What is the derivative of sin sin sin x

Answer 1

sin [sin(sinx)]

You have two ways into this the first is:

sin y

where y = sinz and z = sinx

d(siny)/dx = cosy * dy/dx

dy/dx = cosz * dz/dx

dz/dz = cosx

and do reverse sub

dy/dz = cosz * cosx

d(siny)/dx = cosz * cosx * cosy = cos(sin(sinx)) * cosx * cos(sinx)

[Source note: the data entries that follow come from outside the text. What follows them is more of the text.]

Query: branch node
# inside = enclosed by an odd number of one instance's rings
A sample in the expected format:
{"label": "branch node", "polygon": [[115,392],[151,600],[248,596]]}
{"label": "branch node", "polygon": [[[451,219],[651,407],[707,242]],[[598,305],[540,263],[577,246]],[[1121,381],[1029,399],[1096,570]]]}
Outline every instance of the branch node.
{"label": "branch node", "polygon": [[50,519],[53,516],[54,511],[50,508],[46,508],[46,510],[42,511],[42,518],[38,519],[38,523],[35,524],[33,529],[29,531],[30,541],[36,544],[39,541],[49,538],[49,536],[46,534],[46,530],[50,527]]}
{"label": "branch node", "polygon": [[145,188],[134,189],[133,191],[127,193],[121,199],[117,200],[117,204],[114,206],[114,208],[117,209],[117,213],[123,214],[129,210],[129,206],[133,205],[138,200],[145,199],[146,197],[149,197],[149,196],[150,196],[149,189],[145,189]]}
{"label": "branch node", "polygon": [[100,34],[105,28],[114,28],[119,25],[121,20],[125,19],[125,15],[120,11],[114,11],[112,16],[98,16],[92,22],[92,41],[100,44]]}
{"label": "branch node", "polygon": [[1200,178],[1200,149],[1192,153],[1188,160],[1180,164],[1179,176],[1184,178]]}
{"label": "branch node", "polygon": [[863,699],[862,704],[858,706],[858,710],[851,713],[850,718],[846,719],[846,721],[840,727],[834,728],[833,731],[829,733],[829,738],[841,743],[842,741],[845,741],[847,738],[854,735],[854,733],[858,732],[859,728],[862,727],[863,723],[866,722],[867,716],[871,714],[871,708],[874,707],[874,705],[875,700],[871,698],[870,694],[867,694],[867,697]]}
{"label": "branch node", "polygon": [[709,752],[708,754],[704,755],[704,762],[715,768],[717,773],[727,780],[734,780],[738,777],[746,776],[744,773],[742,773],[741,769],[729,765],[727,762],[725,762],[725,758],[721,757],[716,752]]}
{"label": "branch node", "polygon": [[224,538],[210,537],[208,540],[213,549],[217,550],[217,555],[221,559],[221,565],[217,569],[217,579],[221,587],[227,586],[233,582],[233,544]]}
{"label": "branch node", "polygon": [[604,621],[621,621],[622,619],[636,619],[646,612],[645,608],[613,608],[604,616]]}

or the way I prefer is take the derivative of each term in row:

cos(sin(sinx)) * cos(sinx) * cosx

Answer 2

`\displaystyle (dy)/(dx) = \cos x \cos (\sin x) \cos \Big( \sin (\sin x) \Big)`

General Formulas and Concepts:

Calculus

Differentiation

• Derivatives
• Derivative Notation

Derivative Rule [Chain Rule]:
`\displaystyle (d)/(dx)[f(g(x))] =f'(g(x)) \cdot g'(x)`

Explanation:

Step 1: Define

Identify

`\displaystyle y = \sin \Big( \sin (\sin x) \Big)`

Step 2: Differentiate

1. Trigonometric Differentiation [Derivative Rule - Chain Rule]:
   `\displaystyle y' = \cos \Big( \sin (\sin x) \Big) \Big( \sin (\sin x) \Big)'`
2. Trigonometric Differentiation [Derivative Rule - Chain Rule]:
   `\displaystyle y' = \cos (\sin x) \cos \Big( \sin (\sin x) \Big)(\sin x)'`
3. Trigonometric Differentiation:
   `\displaystyle y' = \cos x \cos (\sin x) \cos \Big( \sin (\sin x) \Big)`

Topic: AP Calculus AB/BC (Calculus I/I + II)

Unit: Differentiation